The father was trying to explain to me how the child was trying to get water from me. I had cups of water that looked non-potable -- brownish, with a weird, sweet smell. But the father told me this was fine for the boy to drink: he just needed water: he had gone so long without it.
I realized with shame how comfortable my life must be. I was willing to withhold perfectly fine water to a child who was desperately in need of water, just because I thought the water was, in a sense, vulgar.
Dream #2
I was in a movie theater lobby. I stood before a console like an arcade video game which was playing a "preview for" the new Ang Lee movie.
To my right were three cut-out, cardboard displays, each about six feet tall. The one second to my right caught my attention. It had a diorama-like display fronted with clear cellophane. The display was of tiny "film strips" made out of cardboard.
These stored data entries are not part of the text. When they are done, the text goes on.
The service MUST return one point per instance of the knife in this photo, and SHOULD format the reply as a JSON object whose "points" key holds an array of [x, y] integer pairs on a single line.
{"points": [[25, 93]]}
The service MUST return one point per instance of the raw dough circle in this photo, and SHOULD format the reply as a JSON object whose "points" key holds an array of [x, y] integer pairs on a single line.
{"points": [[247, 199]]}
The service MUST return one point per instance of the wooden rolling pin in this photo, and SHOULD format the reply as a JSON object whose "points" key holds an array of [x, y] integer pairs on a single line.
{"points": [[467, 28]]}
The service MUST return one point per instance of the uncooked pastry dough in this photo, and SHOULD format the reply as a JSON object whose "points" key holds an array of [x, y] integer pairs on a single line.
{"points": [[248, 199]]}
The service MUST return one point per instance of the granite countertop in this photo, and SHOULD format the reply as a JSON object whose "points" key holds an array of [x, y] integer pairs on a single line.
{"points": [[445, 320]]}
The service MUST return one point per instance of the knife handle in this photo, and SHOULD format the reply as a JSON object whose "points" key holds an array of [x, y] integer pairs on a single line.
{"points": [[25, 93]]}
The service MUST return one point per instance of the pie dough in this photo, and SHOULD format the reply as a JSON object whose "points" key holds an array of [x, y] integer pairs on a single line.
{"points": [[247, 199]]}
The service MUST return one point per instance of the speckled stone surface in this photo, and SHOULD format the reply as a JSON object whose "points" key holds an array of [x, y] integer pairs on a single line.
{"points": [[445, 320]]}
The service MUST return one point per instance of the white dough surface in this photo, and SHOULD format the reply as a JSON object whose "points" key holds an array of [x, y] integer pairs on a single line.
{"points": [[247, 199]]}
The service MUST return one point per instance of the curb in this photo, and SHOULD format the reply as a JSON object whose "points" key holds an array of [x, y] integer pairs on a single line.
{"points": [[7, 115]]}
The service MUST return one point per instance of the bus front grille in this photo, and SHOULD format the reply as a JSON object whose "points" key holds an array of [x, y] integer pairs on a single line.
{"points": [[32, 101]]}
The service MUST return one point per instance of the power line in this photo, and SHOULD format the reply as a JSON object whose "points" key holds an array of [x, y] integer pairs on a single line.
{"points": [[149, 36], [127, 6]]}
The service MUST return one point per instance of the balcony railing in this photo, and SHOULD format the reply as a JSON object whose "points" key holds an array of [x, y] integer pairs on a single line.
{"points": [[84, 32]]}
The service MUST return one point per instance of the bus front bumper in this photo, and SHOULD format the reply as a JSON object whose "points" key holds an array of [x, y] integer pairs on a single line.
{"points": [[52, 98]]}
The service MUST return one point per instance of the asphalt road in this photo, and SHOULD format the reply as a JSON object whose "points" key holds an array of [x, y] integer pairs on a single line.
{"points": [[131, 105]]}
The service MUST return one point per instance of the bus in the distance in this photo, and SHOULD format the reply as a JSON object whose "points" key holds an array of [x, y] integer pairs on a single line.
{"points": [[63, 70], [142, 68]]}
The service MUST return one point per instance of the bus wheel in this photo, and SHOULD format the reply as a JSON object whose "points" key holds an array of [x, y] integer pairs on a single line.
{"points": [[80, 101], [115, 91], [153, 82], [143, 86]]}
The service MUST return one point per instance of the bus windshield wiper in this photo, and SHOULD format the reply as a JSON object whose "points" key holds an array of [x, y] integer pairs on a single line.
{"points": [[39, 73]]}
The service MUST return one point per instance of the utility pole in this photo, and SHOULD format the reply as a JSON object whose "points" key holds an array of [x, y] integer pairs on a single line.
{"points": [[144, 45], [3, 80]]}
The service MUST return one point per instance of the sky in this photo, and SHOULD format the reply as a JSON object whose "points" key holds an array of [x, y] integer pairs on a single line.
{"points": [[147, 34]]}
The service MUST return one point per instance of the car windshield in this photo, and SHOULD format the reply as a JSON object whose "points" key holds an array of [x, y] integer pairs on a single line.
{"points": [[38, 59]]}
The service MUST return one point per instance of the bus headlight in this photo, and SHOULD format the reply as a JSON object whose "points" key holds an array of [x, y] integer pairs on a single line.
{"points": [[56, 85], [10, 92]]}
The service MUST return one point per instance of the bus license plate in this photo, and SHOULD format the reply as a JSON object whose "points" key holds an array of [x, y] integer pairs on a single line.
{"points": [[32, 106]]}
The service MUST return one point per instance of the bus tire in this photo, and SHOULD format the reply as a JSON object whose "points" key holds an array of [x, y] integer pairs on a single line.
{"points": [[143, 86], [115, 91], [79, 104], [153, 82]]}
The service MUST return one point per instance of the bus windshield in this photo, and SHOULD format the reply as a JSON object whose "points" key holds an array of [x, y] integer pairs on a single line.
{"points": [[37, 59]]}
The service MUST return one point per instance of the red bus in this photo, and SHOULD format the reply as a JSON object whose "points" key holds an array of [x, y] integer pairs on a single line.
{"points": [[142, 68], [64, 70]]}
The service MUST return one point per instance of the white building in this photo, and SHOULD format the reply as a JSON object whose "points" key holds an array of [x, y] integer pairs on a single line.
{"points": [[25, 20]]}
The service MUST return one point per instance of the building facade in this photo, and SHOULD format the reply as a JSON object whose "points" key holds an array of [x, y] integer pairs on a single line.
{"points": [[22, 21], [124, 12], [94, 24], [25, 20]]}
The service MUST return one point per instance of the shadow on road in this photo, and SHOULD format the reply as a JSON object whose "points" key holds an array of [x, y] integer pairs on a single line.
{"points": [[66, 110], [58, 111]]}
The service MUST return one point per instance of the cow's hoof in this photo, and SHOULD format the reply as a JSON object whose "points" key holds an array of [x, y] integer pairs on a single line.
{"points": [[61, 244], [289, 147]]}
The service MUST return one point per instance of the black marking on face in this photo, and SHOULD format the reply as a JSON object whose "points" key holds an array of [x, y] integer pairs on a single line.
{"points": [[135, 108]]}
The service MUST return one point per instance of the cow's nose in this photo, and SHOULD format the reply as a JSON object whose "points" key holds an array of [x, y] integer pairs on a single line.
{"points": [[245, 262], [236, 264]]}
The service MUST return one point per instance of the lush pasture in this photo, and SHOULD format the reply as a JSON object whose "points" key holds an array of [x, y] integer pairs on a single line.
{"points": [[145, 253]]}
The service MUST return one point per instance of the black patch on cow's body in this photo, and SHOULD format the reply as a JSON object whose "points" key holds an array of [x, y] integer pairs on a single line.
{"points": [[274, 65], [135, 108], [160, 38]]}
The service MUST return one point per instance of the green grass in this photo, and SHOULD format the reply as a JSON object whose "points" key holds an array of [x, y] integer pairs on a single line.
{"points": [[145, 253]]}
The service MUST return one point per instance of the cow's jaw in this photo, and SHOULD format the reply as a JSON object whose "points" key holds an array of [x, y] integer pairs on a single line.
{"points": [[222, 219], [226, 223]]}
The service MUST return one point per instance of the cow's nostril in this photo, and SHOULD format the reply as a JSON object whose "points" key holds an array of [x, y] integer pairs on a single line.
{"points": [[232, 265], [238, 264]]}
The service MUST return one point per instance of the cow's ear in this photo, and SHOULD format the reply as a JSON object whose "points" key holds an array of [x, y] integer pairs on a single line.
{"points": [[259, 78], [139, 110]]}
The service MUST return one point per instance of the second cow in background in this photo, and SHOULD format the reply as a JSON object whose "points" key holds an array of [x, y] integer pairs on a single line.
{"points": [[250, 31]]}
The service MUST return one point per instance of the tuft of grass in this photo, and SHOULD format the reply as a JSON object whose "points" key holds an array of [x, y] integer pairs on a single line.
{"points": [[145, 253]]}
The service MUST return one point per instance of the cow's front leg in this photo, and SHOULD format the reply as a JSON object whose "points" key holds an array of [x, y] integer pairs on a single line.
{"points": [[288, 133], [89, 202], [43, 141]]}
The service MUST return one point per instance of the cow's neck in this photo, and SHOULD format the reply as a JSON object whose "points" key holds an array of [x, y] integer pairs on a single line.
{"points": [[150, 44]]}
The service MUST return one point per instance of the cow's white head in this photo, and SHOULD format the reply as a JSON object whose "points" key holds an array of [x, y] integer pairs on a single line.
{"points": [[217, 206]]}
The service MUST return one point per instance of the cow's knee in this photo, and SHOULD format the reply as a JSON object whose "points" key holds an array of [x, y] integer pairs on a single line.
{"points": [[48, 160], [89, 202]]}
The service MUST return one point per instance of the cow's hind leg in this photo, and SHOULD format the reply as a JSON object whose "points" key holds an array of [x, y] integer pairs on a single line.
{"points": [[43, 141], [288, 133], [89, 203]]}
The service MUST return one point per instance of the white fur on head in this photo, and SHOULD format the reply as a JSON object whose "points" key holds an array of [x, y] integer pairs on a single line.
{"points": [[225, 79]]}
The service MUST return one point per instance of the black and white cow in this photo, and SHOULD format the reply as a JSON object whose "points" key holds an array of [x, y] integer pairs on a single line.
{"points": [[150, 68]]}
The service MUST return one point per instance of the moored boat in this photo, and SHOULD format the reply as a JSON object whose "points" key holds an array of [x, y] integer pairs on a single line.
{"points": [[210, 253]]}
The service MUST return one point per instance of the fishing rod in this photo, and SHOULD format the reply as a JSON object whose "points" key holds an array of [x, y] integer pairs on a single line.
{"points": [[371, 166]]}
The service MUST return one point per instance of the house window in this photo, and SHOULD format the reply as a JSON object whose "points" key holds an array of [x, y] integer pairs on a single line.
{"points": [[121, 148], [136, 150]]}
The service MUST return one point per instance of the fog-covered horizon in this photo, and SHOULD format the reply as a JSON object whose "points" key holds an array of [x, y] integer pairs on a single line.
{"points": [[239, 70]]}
Each strip advertised a different movie.
One ad showed a woman's high-heeled foot standing on a map. Something was written about fighter jets. But something else was written, like Silk Stalkings. I couldn't see how either of these film programs (fighter jets or "Silk Stalkings") could be at this theater (not sure why...). Then I realized the ad-strips in these displays were for different movie theaters.
Dream #3
I stood on the ground level in a courtyard of an apartment complex. It was night. I looked up to my right, to a second- or third-floor balcony. The front door of one of the apartments on the balcony was half-opened, with some incandescent light peering through the crack. I knew that this was the apartment building of the old man who had been my neighbor when I'd lived in Albuquerque, New Mexico, in 2004.
People in the complex, I knew, had been trying to break into the old man's house because they didn't like him, possibly because he was Jewish. (He had, in fact, in waking life, come from Israel a couple decades previously.) There was silver graffiti on the old man's door. The message was pretty clearly anti-Semitic. I was afraid for my neighbor.